The Classical Central Limit Theorem can also be expessed in different forms. For example, we can compute the average of the random variables by dividing their sum by the number of random variables. We then get the Classical Central Limit Theorem in its average form:

Classical Central Limit Theorem - Average Form

If \$X_1, X_2, X_3, ..., X_n\$ are independent identically distributed variables (i.i.d) from a distribution with expected value \$\mu\$ and finite variance \$\sigma^2\$ with the number of samples equal to \$n\$. Let: $$ \bar{X}_n = \frac{X_1 + X_2 + X_3 + ... + X_n}{n} = \frac{\sum^n_{i=1}X_i}{n} $$ then when the number of samples \$N\$ is large enough $$\bar{X}_n \approx \text{Normal Distribution}(\mu, \sigma^2/n)$$

The number of samples \$n\$ required for a good approximation depends on the specific sampling distribution and on how we define "good approximation". That being said, as a general rule of thumb, a number of samples \$n \ge 30\$ is often enough for a good approximation near to the mean of the distribution (around \$\mu\$).

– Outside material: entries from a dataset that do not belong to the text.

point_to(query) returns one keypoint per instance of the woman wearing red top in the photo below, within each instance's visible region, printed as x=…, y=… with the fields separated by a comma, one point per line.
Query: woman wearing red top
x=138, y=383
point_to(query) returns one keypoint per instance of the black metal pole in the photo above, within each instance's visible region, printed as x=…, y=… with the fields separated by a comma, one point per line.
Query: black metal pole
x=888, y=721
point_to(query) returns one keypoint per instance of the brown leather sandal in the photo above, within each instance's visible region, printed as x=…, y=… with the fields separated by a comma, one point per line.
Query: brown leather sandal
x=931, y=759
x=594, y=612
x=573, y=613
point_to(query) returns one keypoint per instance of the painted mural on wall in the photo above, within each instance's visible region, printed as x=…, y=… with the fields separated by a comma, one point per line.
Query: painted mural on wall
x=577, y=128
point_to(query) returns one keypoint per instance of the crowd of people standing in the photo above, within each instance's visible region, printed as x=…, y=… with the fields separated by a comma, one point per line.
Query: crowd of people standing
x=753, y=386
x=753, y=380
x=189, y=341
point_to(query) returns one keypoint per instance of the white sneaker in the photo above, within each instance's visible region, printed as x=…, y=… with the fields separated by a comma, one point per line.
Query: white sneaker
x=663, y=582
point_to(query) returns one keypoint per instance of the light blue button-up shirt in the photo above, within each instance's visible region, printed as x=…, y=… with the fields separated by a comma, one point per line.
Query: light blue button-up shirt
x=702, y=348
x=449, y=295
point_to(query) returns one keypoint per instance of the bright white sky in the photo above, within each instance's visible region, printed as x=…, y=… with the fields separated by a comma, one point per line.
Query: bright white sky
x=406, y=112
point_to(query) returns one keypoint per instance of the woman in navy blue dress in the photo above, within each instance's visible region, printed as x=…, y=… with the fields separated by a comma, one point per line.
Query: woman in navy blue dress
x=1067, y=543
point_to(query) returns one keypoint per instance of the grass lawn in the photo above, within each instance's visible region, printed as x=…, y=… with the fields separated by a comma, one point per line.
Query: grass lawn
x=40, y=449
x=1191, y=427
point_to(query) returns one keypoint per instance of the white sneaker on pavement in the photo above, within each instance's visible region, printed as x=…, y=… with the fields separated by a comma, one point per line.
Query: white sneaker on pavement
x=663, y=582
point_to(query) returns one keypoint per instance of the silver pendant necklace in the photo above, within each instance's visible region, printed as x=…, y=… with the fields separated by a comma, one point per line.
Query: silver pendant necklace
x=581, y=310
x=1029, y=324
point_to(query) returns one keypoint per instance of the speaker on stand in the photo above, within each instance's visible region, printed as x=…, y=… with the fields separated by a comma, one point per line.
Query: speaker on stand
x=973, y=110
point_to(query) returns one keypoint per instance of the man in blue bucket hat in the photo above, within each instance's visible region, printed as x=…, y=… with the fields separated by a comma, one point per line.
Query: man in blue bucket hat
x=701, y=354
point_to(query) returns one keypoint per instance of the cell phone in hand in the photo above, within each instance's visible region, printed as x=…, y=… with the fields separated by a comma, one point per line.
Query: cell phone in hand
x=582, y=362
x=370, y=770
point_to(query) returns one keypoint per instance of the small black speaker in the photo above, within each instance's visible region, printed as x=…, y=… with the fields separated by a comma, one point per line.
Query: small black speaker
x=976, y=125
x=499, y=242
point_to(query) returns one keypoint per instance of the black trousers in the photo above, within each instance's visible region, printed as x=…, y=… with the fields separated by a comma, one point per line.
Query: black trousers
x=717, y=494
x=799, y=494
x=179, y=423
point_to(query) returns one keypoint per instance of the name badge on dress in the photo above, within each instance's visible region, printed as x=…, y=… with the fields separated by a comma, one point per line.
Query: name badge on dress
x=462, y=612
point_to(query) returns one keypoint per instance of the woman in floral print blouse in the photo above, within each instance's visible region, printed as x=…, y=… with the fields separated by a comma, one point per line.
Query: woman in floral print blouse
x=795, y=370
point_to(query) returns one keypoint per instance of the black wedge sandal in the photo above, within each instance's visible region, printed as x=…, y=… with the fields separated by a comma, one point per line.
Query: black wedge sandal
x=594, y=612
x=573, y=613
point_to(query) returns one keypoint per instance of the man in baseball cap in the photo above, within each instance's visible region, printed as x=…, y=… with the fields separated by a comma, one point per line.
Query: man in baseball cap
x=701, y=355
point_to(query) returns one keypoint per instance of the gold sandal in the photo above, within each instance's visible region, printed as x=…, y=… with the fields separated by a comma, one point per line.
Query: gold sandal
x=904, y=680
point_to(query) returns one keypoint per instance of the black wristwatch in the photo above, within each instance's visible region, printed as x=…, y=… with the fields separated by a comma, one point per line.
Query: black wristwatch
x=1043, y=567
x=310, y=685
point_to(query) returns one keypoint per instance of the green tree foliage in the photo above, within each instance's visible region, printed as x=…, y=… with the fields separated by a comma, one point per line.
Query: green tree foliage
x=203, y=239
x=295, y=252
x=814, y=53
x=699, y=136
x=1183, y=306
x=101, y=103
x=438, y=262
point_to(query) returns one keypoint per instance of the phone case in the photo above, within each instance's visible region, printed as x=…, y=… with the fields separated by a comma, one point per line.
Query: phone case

The Classical Central Limit Theorem can also be written in its Standardized form:

Classical Central Limit Theorem - Standardized Form

If \$X_1, X_2, X_3, ..., X_n\$ are independent identically distributed variables (i.i.d) from a distribution with expected value \$\mu\$ and finite variance \$\sigma^2\$ with the number of samples equal to \$n\$. If: $$ S_n = X_1 + X_2 + X_3 + ... + X_n =\sum^n_{i=1}X_i $$ and $$ Z_n = \frac{S_n - n\times\mu}{\sigma \sqrt{n}} $$ then when the number of samples \$N\$ is large enough $$Z_n \approx \text{Normal Distribution}(0, 1)$$

Equivalence of all 3 formulations

The key fact here is that if \$Z \sim N(0,1)\$, then \$aZ+b \sim N(b, a^2)\$ for \$a,b \in R\$. Using that fact it's easy to show that the summation and average forms follow from the standardized form.

Standardized Form \$\iff\$ Summation Form
Let \$Z \sim N(0,1) \$ be a standard normal variable and \$Z_n = \frac{\sum_{i=1}^n X_i- n \times \mu}{\sqrt{n} \times \sigma}= \frac{S_n- n \times \mu}{\sqrt{n} \times \sigma}\$ have an approximate standard normal distribution since \$n\$ is large. Then based on the central limit theorem in its standardized form: $$ Z_n \approx Z$$ $$ \iff$$ $$ \frac{S_n- n \times \mu}{\sqrt{n} \times \sigma} \approx Z$$ $$ \iff$$ $$ S_n \approx (\sqrt{n} \times \sigma ) Z + n \times \mu$$ Using the fact that if \$Z \sim N(0,1)\$ then \$aZ+b \sim N(b, a^2)\$ for \$a,b \in R\$: $$ \iff$$ $$ S_n \approx \text{Normal Distribution}(n \times \mu, n \times \sigma^2)$$ which is the central limit theorem in summation form.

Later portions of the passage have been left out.